Il materialismo culturale affonda le sue radici in alcune prospettive teoriche:

  • materialismo storico di Karl Marx, per cui ciò che distingue l’uomo dagli animali è la sua attitudine al lavoro;
  • teoria della selezione naturale di Charles Darwin, secondo cui nella lotta della sopravvivenza vince chi si sa meglio adattare ai cambiamenti ambientali;
  • psicologia comportamentista, che considera il comportamento esteriore e visibile delle persone l’unico oggetto possibile di indagine scientifica;
  • la demografia di Thomas Robert Malthus che affermò che la popolazione cresce ad un livello superiore rispetto alla crescita delle risorse. Da questo deriva un perenne squilibrio tra popolazione e risorse.

Ciò che lega il materialismo culturale a quanto sopra è la visione naturalistica dell’essere umano, descritto come un insieme di pulsioni, tendenze comportamentali e bisogni geneticamente prestabiliti. Come tutti gli esseri viventi lotta per la sopravvivenza, ma rispetto agli animali ha un arma in più, l’intelligenza.

L’antropologia interpretativa

L’antropologia interpretativa fa emergere i significati dei fenomeni culturali. Essa punta l’attenzione sulla capacità dell’essere umano di riflettere su sé stesso e di elaborare un livello simbolico di significati e valori. Clifford Geertz è considerato il principale esponente di tale indirizzo.

L’antropologia interpretativa si propone di comprendere dall’interno le culture, considerate un mondo a sé, che può essere descritto e interpretato ma non spiegato.

Nella raccolta di saggi Interpretazione di culture (1973) Geertz dà una sistemazione teorica all’approccio interpretativo. Geertz ha sempre preferito la ricerca etnografica sul campo (lo studioso entra in contatto con la realtà socio-culturale che intendeva descrivere), piuttosto che la ricerca puramente teorica.

Per Geertz l’essenza della ricerca etnografica risiede nello sforzo intellettivo necessario ad interpretare i fenomeni osservati. L’interpretazione è alla base di quella che lui definisce descrizione etnografica densa, cioè consapevole che i dati raccolti (attraverso interviste, conversazioni informali, osservazioni partecipanti e  analisi di documenti e registrazioni) sono interpretazioni che gli individui danno degli eventi della loro vita. L’antropologo a sua volta elaborerà queste interpretazioni partendo dal proprio punto di vista.
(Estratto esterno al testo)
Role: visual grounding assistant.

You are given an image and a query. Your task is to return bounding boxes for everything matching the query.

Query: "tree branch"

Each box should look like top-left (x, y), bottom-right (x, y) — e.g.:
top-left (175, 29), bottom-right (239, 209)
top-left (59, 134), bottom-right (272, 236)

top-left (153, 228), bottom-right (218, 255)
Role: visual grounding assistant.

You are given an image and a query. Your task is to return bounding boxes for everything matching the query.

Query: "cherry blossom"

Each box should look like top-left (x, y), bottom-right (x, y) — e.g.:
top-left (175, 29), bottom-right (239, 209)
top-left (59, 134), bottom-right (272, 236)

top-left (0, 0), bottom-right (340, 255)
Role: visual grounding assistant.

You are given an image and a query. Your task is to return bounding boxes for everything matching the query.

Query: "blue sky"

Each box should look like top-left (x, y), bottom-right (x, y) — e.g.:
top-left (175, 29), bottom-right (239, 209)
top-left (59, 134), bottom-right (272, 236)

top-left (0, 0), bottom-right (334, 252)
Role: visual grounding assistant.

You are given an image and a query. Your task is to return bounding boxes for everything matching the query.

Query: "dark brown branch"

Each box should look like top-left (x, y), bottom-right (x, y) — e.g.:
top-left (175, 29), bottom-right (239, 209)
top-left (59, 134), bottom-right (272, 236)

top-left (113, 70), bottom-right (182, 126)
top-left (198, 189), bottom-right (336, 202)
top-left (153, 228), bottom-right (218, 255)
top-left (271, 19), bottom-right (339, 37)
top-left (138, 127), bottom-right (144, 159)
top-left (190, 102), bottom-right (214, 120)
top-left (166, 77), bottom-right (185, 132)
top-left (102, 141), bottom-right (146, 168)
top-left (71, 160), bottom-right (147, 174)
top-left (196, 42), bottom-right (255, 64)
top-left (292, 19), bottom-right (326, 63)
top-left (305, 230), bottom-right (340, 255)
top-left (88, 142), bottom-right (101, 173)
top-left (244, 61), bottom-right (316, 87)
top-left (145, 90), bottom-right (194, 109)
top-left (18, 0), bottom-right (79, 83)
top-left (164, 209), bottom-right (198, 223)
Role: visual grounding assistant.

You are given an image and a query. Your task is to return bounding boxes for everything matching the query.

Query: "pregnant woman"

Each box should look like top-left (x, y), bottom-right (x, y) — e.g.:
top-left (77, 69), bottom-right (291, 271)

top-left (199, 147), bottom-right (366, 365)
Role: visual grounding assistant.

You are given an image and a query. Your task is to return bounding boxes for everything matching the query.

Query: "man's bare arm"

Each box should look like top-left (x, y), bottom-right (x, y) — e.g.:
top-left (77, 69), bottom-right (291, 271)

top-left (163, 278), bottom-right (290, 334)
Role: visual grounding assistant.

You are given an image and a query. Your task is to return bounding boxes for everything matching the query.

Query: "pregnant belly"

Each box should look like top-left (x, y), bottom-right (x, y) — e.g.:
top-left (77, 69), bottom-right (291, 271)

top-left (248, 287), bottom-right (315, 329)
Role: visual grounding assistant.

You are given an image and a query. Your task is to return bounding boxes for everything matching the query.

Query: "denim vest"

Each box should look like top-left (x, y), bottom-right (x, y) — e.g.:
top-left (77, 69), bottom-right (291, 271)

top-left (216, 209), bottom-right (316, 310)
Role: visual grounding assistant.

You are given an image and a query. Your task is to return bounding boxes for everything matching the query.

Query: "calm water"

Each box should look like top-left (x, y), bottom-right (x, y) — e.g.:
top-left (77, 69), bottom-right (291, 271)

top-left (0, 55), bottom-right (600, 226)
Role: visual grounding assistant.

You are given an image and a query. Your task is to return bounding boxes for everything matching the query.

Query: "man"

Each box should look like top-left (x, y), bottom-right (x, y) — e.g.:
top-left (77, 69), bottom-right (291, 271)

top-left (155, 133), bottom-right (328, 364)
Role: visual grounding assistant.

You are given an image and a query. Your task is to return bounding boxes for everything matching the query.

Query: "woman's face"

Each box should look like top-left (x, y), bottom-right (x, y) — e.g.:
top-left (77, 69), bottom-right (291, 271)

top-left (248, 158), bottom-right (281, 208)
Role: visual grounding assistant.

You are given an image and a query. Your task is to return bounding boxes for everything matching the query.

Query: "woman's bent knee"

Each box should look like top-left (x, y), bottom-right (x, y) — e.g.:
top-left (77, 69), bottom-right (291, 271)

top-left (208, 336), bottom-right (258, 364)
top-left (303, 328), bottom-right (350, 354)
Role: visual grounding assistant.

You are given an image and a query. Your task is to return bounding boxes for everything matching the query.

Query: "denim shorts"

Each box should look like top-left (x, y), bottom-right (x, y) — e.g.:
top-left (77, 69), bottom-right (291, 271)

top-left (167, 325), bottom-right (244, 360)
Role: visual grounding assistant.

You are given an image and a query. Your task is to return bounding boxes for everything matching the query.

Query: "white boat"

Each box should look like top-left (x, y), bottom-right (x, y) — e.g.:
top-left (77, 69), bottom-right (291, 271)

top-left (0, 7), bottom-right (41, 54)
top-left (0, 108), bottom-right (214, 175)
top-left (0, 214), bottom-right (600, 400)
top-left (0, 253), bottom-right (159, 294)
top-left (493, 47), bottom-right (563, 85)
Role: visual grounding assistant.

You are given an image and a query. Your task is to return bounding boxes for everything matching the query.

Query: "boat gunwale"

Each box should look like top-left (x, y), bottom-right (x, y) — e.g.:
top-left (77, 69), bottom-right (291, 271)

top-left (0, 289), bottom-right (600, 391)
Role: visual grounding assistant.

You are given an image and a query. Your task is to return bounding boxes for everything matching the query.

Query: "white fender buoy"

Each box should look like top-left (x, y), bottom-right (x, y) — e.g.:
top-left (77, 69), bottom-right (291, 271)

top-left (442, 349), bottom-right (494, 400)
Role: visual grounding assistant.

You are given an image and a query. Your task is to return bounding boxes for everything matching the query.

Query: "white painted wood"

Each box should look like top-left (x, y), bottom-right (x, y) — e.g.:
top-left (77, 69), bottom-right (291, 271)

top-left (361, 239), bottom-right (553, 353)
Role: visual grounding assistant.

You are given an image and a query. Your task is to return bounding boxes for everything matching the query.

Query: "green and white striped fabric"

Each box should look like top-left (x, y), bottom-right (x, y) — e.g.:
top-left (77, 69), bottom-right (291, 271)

In questo senso le sue sono “interpretazioni di interpretazioni”.

La pluralità dei punti di vista presenti in una descrizione densa non è tuttavia, secondo Geertz, un limite dell’etnografia, come potrebbe ritenere chi cerca la “verità di fatti”, bensì la sua ricchezza: l’incrocio delle interpretazioni restituisce il senso della complessità e varietà del mondo umano.

Un’altra peculiarità dell’etnografia è il suo carattere di narrazione scritta: grazie al lavoro dell’antropologo, un patrimonio umano di significati di azioni sociali compiute da personaggi reali è sottratto all’oblio a cui è condannata la maggior parte delle vicende umane, e rielaborato in forma narrativa, consegnato ai contemporanei e ai posteri.

Nella prospettiva di Geertz, l’antropologo è in primo luogo soprattutto un conservatore di significati.

Geertz ammette l’uomo come animale culturale. Egli non crede sia possibile scoprire degli universali culturali che permettono di distinguere l’uomo dagli animali.
Geertz prende di petto la diversità: l’uomo, afferma, è un animale molto vario; l’etnografia è la “scrittura” di questa diversità. L’uomo si differenzia da tutti gli altri animali per la diversità culturale, adattata in modi differenti agli ambienti più vari, di contro all’uniformità biologica di tutte le altre specie, che affrontano i problemi della sopravvivenza producendo lo stesso tipo di risposte geneticamente predeterminate.